Quando questionados sobre a fraude financeira da instituição, 43,3% da população apontam que “principalmente os aliados de Bolsonaro” estão envolvidos no projecto, enquanto 32,8% apontam a participação de aliados de Lula. A resguardo do senador argumentou que as negociações foram profissionais e as revelações foram tentativas de prejudicá-lo. Porém, somente 33% dos entrevistados veem o vazamento porquê “uma tentativa de prejudicar politicamente Flávio Bolsonaro”.

Cenários de primeira e segunda rodada
Refletindo o desgaste recente, Flávio Bolsonaro caiu nas pesquisas. Na simulação principal do primeiro vez, Lula tem 47% das intenções de voto perante 34,3% do candidato do PL. Detrás deles, o coordenador do Movimento Brasil Livre (MBL), Renan Santos (Missão), ficou em terceiro lugar com 6,9%, seguido pelo ex-governador de Minas Gerais Romeu Zema (Novo), com 5,2%, e pelo governador de Goiás, Ronaldo Caiado (PSD), com 2,7%.

O atual presidente também vence outras simulações de primeiro vez que excluem Flávio, superando nomes porquê o da ex-primeira-dama Michelle Bolsonaro (PL), que chega a 23,4%. Nas simulações de segundo vez, Lula derrotaria Jair Bolsonaro (48,5% a 43,4%), Romeu Zema (47,8% a 37,6%), Ronaldo Caiado (47,5% a 38,5%) e Renan Santos (47,8% a 28,4%).

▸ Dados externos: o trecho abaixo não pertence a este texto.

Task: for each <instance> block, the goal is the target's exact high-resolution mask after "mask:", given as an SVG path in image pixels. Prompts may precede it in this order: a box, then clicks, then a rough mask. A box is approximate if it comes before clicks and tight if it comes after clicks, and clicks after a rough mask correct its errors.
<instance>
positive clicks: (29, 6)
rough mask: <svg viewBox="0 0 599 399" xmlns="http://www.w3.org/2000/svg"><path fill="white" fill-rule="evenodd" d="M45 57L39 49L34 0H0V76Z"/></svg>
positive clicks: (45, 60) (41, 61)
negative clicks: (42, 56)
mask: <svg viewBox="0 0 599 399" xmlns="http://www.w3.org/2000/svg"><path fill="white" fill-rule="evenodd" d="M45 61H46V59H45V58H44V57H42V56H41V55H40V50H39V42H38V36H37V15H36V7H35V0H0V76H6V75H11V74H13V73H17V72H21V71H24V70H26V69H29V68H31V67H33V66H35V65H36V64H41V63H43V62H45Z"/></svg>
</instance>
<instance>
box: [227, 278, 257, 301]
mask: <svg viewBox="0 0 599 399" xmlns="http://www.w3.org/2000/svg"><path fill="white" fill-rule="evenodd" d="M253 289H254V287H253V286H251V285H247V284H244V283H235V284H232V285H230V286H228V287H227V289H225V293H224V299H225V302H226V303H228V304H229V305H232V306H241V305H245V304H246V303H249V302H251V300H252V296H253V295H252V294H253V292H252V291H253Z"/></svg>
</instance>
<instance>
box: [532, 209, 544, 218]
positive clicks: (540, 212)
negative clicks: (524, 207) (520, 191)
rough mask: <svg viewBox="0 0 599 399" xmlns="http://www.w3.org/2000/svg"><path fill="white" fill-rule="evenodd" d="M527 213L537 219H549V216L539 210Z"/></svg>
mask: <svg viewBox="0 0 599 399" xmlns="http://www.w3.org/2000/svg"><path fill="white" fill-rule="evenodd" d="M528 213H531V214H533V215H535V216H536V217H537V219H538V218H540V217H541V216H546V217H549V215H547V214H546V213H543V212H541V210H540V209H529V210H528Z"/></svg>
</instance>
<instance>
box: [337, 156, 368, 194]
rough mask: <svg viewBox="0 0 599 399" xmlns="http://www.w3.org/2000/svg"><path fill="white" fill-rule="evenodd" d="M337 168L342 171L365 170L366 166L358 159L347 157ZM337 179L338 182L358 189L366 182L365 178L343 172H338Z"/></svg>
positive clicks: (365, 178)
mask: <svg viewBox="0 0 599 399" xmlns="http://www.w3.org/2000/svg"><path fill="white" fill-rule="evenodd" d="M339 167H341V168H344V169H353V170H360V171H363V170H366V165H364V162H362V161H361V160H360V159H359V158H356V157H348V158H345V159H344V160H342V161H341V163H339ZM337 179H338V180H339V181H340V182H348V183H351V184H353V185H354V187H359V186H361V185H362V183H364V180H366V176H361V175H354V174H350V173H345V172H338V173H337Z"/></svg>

Mesmo num cenário recíproco de primeiro vez liderado pelo ministro da Herdade, Fernando Haddad (PT), o PT aparece numericamente avante do senador, registrando 36,7% das intenções de voto perante 32,8% de Flávio Bolsonaro.

Repudiação e percepção de risco
A pesquisa também mediu o índice de repudiação de potenciais candidatos para 2026. Flávio Bolsonaro lidera a lista de políticos em quem os eleitores “não votariam de jeito nenhum”, com 52%. Ele está em empate técnico com Lula, rejeitado por 50,6% dos eleitores. Eles são seguidos por Jair Bolsonaro (49,1%) e Michelle Bolsonaro (45,6%).

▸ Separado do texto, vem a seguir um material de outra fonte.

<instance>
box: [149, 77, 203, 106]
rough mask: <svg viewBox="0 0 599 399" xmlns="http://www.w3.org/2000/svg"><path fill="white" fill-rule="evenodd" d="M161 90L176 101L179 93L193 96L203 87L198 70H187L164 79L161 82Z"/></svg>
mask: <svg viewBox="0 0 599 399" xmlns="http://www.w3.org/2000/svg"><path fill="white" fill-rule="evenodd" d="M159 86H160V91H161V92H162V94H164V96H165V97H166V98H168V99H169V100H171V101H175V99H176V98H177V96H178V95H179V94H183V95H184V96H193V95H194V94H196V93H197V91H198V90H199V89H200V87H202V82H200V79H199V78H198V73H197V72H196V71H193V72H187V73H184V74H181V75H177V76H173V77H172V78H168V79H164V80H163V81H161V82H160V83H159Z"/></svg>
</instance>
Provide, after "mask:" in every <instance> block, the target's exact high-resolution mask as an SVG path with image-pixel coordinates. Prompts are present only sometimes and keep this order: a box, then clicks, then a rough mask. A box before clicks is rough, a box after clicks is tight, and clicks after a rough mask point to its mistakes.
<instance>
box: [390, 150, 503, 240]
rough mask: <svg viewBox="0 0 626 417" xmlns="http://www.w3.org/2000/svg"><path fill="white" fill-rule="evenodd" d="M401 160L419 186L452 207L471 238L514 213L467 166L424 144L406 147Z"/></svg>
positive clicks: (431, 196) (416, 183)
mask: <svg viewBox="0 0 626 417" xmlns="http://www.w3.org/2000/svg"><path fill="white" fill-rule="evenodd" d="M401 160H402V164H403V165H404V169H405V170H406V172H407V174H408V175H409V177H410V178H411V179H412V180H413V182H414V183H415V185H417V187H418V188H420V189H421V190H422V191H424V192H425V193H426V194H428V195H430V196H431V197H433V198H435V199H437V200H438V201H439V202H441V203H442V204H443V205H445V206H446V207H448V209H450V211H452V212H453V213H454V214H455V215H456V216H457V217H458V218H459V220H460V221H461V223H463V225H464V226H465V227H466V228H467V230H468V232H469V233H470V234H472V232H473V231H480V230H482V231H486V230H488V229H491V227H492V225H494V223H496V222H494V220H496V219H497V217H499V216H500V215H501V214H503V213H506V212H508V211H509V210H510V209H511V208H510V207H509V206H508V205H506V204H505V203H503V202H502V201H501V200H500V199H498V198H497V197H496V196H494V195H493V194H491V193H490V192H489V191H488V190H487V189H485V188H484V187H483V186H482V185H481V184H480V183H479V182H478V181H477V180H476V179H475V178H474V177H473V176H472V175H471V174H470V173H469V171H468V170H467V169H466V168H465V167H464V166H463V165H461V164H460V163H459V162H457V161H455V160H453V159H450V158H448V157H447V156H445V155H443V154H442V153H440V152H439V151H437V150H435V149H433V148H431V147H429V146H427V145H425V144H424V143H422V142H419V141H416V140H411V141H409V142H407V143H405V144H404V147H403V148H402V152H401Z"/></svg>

A inversão de expectativas também se refletiu no pavor eleitoral. Quando questionados sobre qual resultado eleitoral causaria “mais pavor ou preocupação”, 47,4% citaram a eleição de Flávio Bolsonaro, número superior aos 40,5% que disseram temer a reeleição do presidente Lula. Exclusivamente 11% disseram que se importavam também com ambos.

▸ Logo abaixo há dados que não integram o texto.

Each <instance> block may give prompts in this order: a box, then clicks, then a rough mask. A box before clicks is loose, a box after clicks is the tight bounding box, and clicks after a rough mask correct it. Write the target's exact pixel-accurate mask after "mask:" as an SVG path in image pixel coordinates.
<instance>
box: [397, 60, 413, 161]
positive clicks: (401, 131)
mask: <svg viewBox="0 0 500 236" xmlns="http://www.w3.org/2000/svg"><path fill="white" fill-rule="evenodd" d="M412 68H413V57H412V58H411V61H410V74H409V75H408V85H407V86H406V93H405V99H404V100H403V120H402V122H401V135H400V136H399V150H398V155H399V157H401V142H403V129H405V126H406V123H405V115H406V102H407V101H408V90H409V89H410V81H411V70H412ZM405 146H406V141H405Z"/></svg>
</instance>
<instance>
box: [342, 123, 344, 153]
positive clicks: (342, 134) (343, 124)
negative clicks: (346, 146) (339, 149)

aprovação do governo federalista
Apesar da liderança eleitoral, o governo Lula mantém avaliações divididas e negativas. A gestão é avaliada porquê ruim ou péssima por 48,4% dos entrevistados, enquanto 42,9% a consideram magnífico ou boa e 8,7% a definem porquê mediana. A desaprovação pessoal à atuação do presidente é de 51,3%, enquanto a aprovação é de 47,4%.

Metodologia
A pesquisa AtlasIntel/Bloomberg entrevistou 5.032 eleitores em todo o Brasil. O recrutamento foi realizado de forma do dedo e aleatória (Atlas RDR) entre 13 e 18 de maio de 2026. A margem de erro da pesquisa é de um ponto percentual, para mais ou para menos, com nível de crédito de 95%. O estudo foi financiado com recursos próprios do instituto e está registrado no Tribunal Superior Eleitoral (TSE) sob protocolo BR-06939/2026.